The 1930 Novel Decision

After the debacle the year before with Richard Burton supposedly releasing the jury decision early, he did not come back to the novel jury for 1930. He was replaced by Albert Paine, Mark Twain’s literary executor and author of his biography. Along with Robert M. Lovett and Jefferson B. Fletcher, this three man jury would remain in place for 8 years, the longest consistent novel or fiction jury to date. The three men all disagreed on what they thought the best novel of the year was.
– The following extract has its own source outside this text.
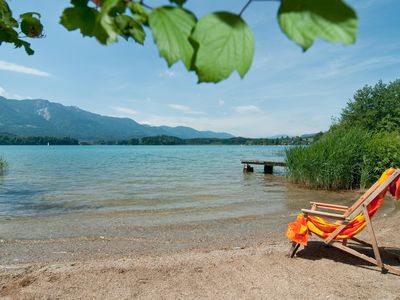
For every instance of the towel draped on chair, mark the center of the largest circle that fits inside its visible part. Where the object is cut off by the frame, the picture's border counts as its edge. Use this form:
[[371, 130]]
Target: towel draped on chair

Fletcher threw his vote behind Oliver La Farge’s Laughing Boy, stating that it presents “a poignant situation, in which living and appealing characters move against a picturesque and historically interesting background.” Robert Lovett argued that It’s a Great War, by Mary Lee, stating that, of all the prize contenders, “it is the biggest piece of fiction I have read, and comes nearest to satisfying the last conditions of which I was notified, i.e. ‘preferably a novel presenting the whole atmosphere of American life.’” Paine, on the other hand, preferred Look Homeward, Angel by Thomas Wolfe, calling it “the work of a genius, slightly demented, as a genius is likely to be.”

The three jury members, however, ultimately decided to collectively agree on Laughing Boy as their recommendation, however the jury report included thoughts from each of the members on what they thought the best novel should be, because, as Fletcher wrote in the report, “since the Trustees have reserved the ultimate decision to themselves, it seems advisable to let each member of the committee speak for himself.” Which is clearly a slight directed at the Prize Committee’s repeated selection of a novel besides the one recommended by the jury.

The Pulitzer Prize Committee did select Laughing Boy to win the Pulitzer in 1930, although John Hohenburg writes that “it was not a popular selection. Nor was there any letup in the critical barrage against the Fiction [sic] Prize.”